¿Quién fue el marqués de Sade?

El marqués de Sade, cuyo nombre era Donatien Alphonse François de Sade, nació en 1740 y fue un filósofo y escritor francés objeto de persecución por el Antiguo Régimen y la Asamblea Revolucionaria. Lo cierto es que sus ideas eran demasiado avanzadas y solo el paso del tiempo y cambios en la moralidad y filosofía han permitido que su gran obra salga a la luz pública. Incluso todavía no es sencillo de enjuiciar.

Conociendo más sobre el marqués de Sade

Pasó gran parte de su vida en centros penitenciarios y psiquiátricos, por lo que fue una víctima que pagó penas por delitos que no cometió, salvo que pensemos ser escritor lo era. La nula falta de libertad de expresión de la época lo condeno más que esa supuesta apología que hacía del crimen o el horror.

Fue bastante variado en sus publicaciones, pues se adentró en todos los géneros de la literatura de su época y muchas de sus famosas obras, como «La filosofía en el boudoir» o sus novelas, tenían como protagonista a un humor donde la corrosión y el deseo de desestabilización del lector eran frecuentes.

Desarrolló una nueva manera de hacer partícipe al lector de todo tipo de sensaciones, algunas incómodas, que confrontaban con la literatura más plana de la época en la que le tocó vivir.

¿Era un escritor aburrido como se dice actualmente?

Se acostumbra a decir que es un escritor aburrido. Si vamos a sus novelas, no lo parece. Quizá se acerque a esa definición en libros tan complejos como «Las 120 jornadas de Sodoma», pero hay que tener en cuenta el esfuerzo en mostrar una violencia que suele omitirse por lo general.

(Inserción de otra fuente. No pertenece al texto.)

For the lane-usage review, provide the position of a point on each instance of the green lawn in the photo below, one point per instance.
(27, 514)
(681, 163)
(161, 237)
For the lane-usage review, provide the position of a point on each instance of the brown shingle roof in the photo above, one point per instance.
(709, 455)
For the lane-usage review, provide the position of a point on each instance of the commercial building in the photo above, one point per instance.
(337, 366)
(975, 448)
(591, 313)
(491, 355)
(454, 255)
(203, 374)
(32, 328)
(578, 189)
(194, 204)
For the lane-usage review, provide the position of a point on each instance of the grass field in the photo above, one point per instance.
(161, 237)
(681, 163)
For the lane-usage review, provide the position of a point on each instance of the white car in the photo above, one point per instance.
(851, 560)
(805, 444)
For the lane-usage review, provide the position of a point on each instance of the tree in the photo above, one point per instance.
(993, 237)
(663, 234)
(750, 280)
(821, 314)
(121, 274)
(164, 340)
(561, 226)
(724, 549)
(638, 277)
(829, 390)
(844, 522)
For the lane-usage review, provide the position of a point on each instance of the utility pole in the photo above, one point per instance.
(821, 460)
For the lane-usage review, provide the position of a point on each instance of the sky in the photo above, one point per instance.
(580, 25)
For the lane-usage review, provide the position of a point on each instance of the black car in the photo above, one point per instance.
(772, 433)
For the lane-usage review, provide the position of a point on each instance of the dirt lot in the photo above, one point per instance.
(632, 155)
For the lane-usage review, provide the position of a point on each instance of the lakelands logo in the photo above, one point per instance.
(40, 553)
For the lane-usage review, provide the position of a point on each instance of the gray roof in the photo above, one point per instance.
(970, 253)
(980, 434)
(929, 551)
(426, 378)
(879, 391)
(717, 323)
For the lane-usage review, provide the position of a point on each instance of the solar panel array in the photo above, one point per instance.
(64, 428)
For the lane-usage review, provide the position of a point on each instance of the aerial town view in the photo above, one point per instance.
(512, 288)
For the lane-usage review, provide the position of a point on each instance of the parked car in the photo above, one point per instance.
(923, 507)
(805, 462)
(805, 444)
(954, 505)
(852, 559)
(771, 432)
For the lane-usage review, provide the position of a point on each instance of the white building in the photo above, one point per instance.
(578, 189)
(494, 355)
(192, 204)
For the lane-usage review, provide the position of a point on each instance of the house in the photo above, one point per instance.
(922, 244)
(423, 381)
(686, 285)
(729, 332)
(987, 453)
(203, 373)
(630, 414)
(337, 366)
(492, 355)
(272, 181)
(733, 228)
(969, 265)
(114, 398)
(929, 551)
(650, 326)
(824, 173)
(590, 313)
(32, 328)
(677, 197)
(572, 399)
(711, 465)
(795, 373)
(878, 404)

Aunque era un racionalista, la puerta de lo irracional también se veía en su obra. Una filosofía verdadera que se puede ver muy clara en el poema «la verdad», donde a la naturaleza se le atribuye gran fuerza, una violencia brutal y en el que su consejo fue dejarse llevar, sin resistirse a ella.

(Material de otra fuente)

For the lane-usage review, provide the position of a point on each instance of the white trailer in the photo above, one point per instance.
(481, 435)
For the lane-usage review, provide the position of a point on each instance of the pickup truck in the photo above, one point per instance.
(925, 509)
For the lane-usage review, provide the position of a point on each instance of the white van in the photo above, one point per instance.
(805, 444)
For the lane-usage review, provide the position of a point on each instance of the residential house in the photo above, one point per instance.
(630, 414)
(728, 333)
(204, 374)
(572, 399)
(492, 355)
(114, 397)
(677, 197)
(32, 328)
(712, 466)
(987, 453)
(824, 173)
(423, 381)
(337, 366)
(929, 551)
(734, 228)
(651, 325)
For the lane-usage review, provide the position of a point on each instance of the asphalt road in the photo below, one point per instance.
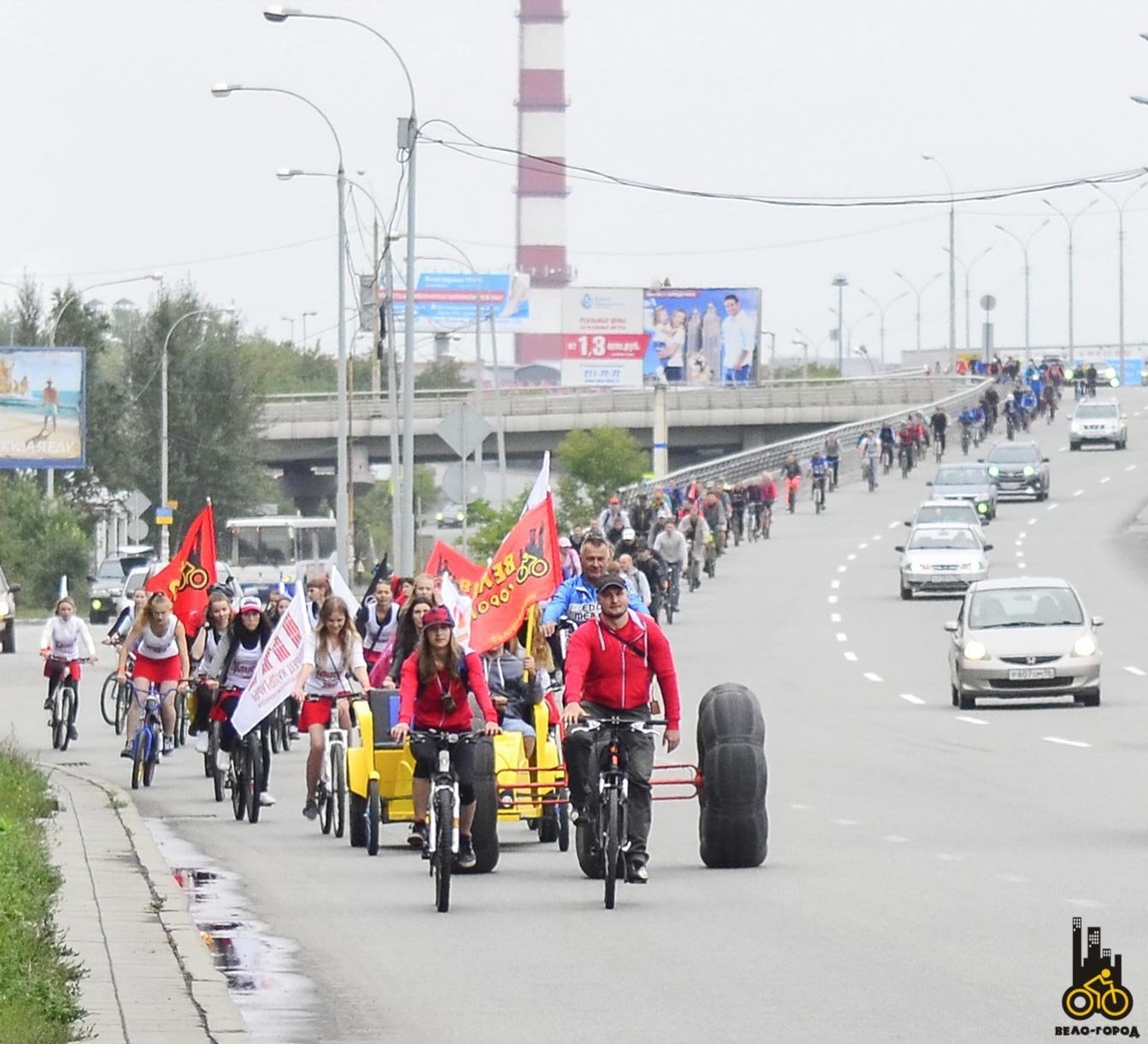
(924, 864)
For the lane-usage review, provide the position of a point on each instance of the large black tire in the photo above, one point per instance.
(734, 827)
(484, 830)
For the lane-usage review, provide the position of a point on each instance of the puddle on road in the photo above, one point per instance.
(278, 1003)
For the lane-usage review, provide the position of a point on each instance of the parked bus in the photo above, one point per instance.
(277, 550)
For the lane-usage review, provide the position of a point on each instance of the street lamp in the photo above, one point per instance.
(881, 311)
(343, 420)
(166, 531)
(918, 292)
(952, 263)
(407, 138)
(1070, 220)
(968, 271)
(1120, 214)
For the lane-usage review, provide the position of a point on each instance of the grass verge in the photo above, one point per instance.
(38, 979)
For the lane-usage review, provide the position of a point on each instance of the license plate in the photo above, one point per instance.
(1031, 673)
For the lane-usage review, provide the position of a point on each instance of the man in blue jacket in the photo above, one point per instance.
(577, 597)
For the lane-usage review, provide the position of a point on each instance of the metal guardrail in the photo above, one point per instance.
(753, 462)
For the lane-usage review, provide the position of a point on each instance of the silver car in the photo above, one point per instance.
(1027, 637)
(943, 559)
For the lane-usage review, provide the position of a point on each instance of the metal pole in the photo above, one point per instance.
(343, 466)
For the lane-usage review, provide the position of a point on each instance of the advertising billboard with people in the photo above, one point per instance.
(42, 408)
(701, 337)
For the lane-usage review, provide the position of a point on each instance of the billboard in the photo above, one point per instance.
(701, 337)
(42, 408)
(446, 300)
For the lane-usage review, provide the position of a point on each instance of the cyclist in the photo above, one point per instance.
(437, 681)
(230, 671)
(160, 643)
(610, 664)
(331, 651)
(60, 648)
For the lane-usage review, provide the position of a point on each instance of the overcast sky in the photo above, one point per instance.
(119, 160)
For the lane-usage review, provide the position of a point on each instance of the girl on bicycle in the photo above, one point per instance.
(160, 644)
(60, 648)
(231, 669)
(331, 653)
(436, 683)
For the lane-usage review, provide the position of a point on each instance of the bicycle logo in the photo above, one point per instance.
(1097, 987)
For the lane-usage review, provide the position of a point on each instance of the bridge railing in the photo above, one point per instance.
(751, 463)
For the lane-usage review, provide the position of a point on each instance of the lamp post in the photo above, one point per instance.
(918, 292)
(343, 420)
(968, 317)
(166, 531)
(881, 311)
(407, 138)
(952, 264)
(1120, 214)
(1024, 247)
(1070, 220)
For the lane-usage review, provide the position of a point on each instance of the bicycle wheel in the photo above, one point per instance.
(339, 789)
(67, 703)
(253, 772)
(611, 847)
(443, 856)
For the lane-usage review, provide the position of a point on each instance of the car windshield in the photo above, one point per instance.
(1025, 607)
(1014, 455)
(923, 540)
(961, 474)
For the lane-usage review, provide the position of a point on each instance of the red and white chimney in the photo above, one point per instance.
(542, 191)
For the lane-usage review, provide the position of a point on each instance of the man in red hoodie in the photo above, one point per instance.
(610, 663)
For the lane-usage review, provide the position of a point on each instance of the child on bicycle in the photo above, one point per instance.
(436, 683)
(60, 648)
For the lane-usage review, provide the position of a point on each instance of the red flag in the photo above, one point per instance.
(526, 570)
(465, 573)
(192, 571)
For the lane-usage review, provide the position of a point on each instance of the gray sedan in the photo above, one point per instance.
(1023, 637)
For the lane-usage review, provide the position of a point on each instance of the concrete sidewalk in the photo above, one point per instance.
(149, 976)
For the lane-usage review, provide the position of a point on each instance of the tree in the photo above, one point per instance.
(594, 466)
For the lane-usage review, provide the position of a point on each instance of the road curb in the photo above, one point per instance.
(206, 987)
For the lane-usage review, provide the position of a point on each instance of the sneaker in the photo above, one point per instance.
(466, 857)
(419, 836)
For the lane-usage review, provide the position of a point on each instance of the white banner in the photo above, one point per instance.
(278, 669)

Un autor adelantado a su tiempo en lo espiritual

Podemos discutir su idea de naturaleza, pero en su obra vemos como se adelantó al volcán que fue el Romanticismo en cuestiones espirituales y ya no digamos a el Surrealismo y al Simbolismo. El marques de Sade consiguió llegar más allá que los demás en explorar la crueldad.

Han pasado ya varios siglos, pero sigue sorprendiendo, aunque ya es un autor aceptado en la sociedad. Lo más seguro es que nunca sea comprendido por la misma, pero quizá por eso sea tan especial, al igual que ha terminado sucediendo con Nietzsche.